Both boogie-woogie piano, originally known as the “Fast Western” style for the Texas Western railroad that ran through Marshall, and “psychedelic” rock originated in the Lone Star State. George W. and Hersal Thomas, the brothers of Houston-raised blues great Sippie Wallace, first put boogie woogie to sheet music in the early ’20s, while Austin’s 13th Floor Elevators were making acid rock back when LSD was still legal.

Would jazz have gone where it did when it did without Dallas sax players Henry “Buster” Smith and Budd Johnson? Smith played in the Kansas City Blue Devils in the late 1920s and early ’30s with a protégé named Charlie Parker. Johnson played with sax giant Coleman Hawkins in 1944 on a session credited as the recorded birth of bebop. And while New Orleans is rightfully designated the birthplace of jazz, there’s no denying that Scott Joplin of Texarkana provided the template with his syncopated ragtime compositions in the late 1890s.

Texas is where music is made for dancing. Historically, rowdy, exuberant crowds coaxed musicians to play louder, first out of necessity and later because the added power expanded the boundaries of the music’s sound and configuration.

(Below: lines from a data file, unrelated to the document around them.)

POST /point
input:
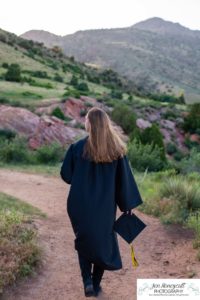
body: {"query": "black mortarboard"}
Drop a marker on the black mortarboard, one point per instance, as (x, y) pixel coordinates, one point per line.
(128, 226)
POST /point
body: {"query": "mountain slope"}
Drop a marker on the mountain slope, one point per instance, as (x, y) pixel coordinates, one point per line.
(158, 55)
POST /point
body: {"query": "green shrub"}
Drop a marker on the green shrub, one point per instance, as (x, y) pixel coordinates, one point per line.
(193, 222)
(57, 112)
(74, 81)
(144, 157)
(192, 121)
(171, 148)
(5, 65)
(13, 73)
(116, 94)
(153, 135)
(191, 163)
(20, 252)
(124, 117)
(58, 78)
(72, 93)
(181, 197)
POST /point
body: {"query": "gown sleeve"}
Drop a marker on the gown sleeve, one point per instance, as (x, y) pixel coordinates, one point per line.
(127, 193)
(67, 167)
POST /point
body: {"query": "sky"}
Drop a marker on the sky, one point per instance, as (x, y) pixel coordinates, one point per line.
(68, 16)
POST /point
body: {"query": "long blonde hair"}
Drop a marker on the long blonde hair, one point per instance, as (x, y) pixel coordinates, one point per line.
(104, 143)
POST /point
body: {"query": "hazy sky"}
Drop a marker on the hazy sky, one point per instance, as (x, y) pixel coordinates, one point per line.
(67, 16)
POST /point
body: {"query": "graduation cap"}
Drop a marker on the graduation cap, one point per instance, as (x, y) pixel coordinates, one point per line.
(129, 226)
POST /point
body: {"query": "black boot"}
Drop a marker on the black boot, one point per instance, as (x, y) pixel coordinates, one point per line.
(89, 290)
(85, 267)
(96, 278)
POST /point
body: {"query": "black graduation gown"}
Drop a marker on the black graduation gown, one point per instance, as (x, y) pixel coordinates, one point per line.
(95, 192)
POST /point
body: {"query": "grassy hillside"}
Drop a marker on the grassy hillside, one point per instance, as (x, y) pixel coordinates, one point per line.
(158, 56)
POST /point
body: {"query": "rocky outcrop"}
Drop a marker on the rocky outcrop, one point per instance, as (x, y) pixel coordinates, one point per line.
(39, 129)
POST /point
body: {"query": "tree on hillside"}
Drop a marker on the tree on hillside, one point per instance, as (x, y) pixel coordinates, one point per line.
(124, 117)
(13, 73)
(192, 121)
(152, 135)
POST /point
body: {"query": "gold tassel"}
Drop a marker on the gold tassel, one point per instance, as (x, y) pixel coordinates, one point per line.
(134, 261)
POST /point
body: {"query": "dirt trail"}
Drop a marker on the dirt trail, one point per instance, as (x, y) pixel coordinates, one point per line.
(162, 252)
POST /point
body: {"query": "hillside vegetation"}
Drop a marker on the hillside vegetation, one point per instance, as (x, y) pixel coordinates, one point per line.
(157, 55)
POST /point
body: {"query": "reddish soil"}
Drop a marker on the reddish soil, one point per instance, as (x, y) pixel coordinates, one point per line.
(162, 252)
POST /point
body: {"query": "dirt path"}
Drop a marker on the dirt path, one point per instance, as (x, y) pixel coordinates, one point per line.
(163, 252)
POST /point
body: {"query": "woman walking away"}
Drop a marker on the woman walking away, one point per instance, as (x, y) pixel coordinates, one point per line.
(101, 179)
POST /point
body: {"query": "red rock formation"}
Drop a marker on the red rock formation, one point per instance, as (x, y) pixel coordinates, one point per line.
(39, 130)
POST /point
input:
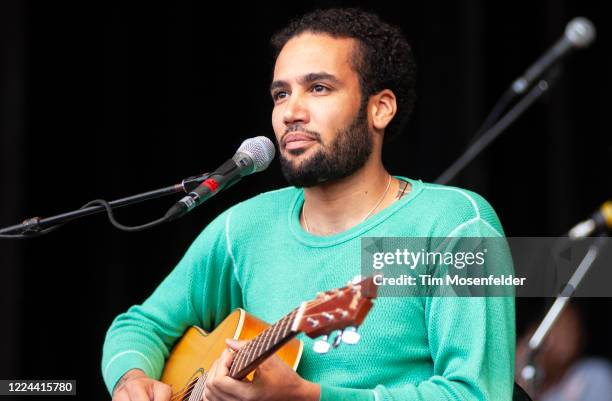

The size of dance halls required bands to feature more players, with Milton Brown of Fort Worth adding twin fiddles and piano to his Musical Brownies. His fellow Western Swing inventor Bob Wills upped the danceability with drums and electric guitar.

Money, oil, independence, and big noise: That’s Texas, a land of opportunity within the land of opportunity. It’s where the South ends and the West begins, and yet Texas remains independent of those regions. Of course, Texas is not the only state with impressive musical heroes.
Mississippi, Louisiana, Tennessee, California, and many more states can boast of the music they’ve given the world. But Texas stands out for its sheer number of musical pioneers, spanning several genres.

In the Latin music field, the late Lydia Mendoza, who made her career in San Antonio, had a smash in 1934 with the ballad “Mal Hombre,” while the first person to have a national Cajun music hit was Harry Choates of Port Arthur with “Jole Blon” in 1946. DJ Screw of Smithville showed the rest of the rap world how to slow it down in the ’90s, the same decade Selena took Tejano music to the top of the pop charts.

The range of Texas music is spectacular: It seems that for every national superstar like Ray Charles or Merle Haggard, there were Texans like blues/jazz pianist Charles Brown of Texas City or country crooner Lefty Frizzell of Corsicana who showed them the way.

And with Houston native Beyoncé Knowles reigning as the current queen of pop, the Lone Star State continues to shine in the musical galaxy. Like football, music has mattered here forever, going from pastime to tradition. Born as a diversion, then growing up to be a livelihood, music is a way of life in Texas, where the frontier mentality rewards those who go just a little farther.